Class of 2011
Adriana Alarcon is originally from Manta, Ecuador. She graduated from the Universidad Laica Eloy Alfaro de Manabí, in Manta, with a degree in economics and has since worked with various companies. In recent years she has worked through her church with many impoverished communities surrounding her hometown of Manta. Her experiences with the children and parents of these communities motivated her to pursue her degree in peace and justice studies and then return to Ecuador to work in development.

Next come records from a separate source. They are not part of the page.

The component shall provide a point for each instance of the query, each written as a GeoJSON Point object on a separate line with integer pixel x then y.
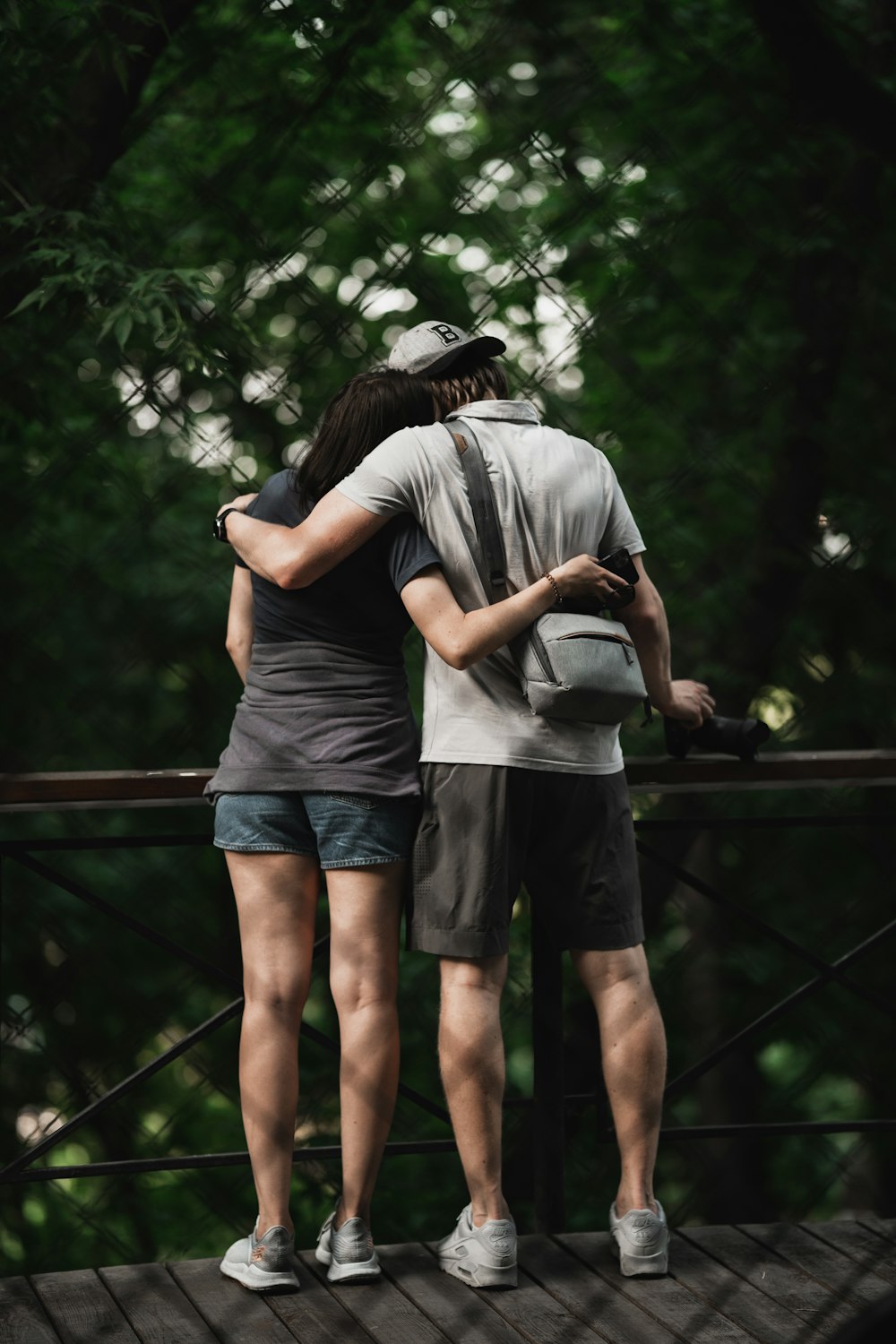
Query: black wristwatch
{"type": "Point", "coordinates": [220, 526]}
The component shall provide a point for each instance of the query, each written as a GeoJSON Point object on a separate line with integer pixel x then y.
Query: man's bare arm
{"type": "Point", "coordinates": [295, 556]}
{"type": "Point", "coordinates": [645, 620]}
{"type": "Point", "coordinates": [241, 621]}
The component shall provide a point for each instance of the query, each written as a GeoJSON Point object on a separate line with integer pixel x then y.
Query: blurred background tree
{"type": "Point", "coordinates": [678, 217]}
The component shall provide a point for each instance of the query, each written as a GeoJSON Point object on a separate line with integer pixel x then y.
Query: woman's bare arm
{"type": "Point", "coordinates": [241, 621]}
{"type": "Point", "coordinates": [463, 637]}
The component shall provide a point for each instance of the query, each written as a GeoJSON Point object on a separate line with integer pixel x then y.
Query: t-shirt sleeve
{"type": "Point", "coordinates": [271, 505]}
{"type": "Point", "coordinates": [410, 551]}
{"type": "Point", "coordinates": [621, 529]}
{"type": "Point", "coordinates": [397, 478]}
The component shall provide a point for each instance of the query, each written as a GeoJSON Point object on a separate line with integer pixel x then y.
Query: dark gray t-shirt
{"type": "Point", "coordinates": [358, 604]}
{"type": "Point", "coordinates": [325, 704]}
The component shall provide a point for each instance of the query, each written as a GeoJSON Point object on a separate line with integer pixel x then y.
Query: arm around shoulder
{"type": "Point", "coordinates": [295, 556]}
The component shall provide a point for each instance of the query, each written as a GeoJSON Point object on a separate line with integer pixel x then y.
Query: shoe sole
{"type": "Point", "coordinates": [638, 1266]}
{"type": "Point", "coordinates": [481, 1276]}
{"type": "Point", "coordinates": [363, 1271]}
{"type": "Point", "coordinates": [257, 1279]}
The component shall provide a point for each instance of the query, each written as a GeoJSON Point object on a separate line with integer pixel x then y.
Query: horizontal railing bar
{"type": "Point", "coordinates": [332, 1152]}
{"type": "Point", "coordinates": [866, 819]}
{"type": "Point", "coordinates": [645, 774]}
{"type": "Point", "coordinates": [80, 843]}
{"type": "Point", "coordinates": [204, 1160]}
{"type": "Point", "coordinates": [198, 962]}
{"type": "Point", "coordinates": [756, 922]}
{"type": "Point", "coordinates": [684, 1133]}
{"type": "Point", "coordinates": [171, 841]}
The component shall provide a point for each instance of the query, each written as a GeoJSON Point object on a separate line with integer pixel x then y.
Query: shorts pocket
{"type": "Point", "coordinates": [354, 800]}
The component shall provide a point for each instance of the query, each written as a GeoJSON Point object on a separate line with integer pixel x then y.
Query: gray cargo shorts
{"type": "Point", "coordinates": [487, 830]}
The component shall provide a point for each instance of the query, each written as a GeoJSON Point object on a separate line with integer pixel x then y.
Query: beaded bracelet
{"type": "Point", "coordinates": [554, 585]}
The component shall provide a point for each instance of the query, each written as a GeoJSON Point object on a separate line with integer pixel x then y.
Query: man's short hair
{"type": "Point", "coordinates": [466, 381]}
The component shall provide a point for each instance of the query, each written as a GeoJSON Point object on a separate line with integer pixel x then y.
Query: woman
{"type": "Point", "coordinates": [320, 774]}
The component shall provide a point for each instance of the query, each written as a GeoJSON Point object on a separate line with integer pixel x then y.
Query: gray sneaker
{"type": "Point", "coordinates": [349, 1252]}
{"type": "Point", "coordinates": [263, 1263]}
{"type": "Point", "coordinates": [484, 1257]}
{"type": "Point", "coordinates": [642, 1241]}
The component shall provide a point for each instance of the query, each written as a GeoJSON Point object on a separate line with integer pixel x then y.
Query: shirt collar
{"type": "Point", "coordinates": [522, 413]}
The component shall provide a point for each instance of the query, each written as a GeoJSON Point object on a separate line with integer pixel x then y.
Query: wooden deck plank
{"type": "Point", "coordinates": [81, 1308]}
{"type": "Point", "coordinates": [884, 1228]}
{"type": "Point", "coordinates": [842, 1276]}
{"type": "Point", "coordinates": [587, 1296]}
{"type": "Point", "coordinates": [780, 1279]}
{"type": "Point", "coordinates": [233, 1312]}
{"type": "Point", "coordinates": [860, 1244]}
{"type": "Point", "coordinates": [158, 1309]}
{"type": "Point", "coordinates": [737, 1298]}
{"type": "Point", "coordinates": [665, 1298]}
{"type": "Point", "coordinates": [387, 1316]}
{"type": "Point", "coordinates": [22, 1316]}
{"type": "Point", "coordinates": [314, 1316]}
{"type": "Point", "coordinates": [532, 1312]}
{"type": "Point", "coordinates": [458, 1309]}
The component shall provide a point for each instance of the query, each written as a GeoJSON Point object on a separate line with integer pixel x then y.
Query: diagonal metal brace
{"type": "Point", "coordinates": [826, 969]}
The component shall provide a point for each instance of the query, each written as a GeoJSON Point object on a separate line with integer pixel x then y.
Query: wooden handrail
{"type": "Point", "coordinates": [645, 774]}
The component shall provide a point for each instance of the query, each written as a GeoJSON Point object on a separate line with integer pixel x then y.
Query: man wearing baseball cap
{"type": "Point", "coordinates": [512, 797]}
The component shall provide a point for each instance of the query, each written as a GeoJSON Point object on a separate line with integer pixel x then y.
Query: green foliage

Jon Conroe, a native of Southern California, is a Lutheran minister and serves as a chaplain in the United States Navy. He received his bachelor's degree in behavioral science with a social work program specialization from Concordia University in Irvine, California. While at Concordia, Conroe interned at St. Anselm's Refugee Center and worked with refugees from Cambodia and Romania. He received master's degrees in divinity from Concordia Seminary in St. Louis and global leadership from the University of San Diego, and graduated from the Navy War College's College of Naval Command and Staff. As a Navy chaplain, Conroe has deployed to several countries in the western Pacific and on a combat tour in Iraq with the U.S. Marine Corps. His experiences in Iraq developed his interest in the role of religion and religious leaders in the process of conflict resolution and transformation. At the Joan B. Kroc School of Peace Studies, Conroe will concentrate on the role of such leaders in Track II diplomatic efforts toward peace and reconciliation.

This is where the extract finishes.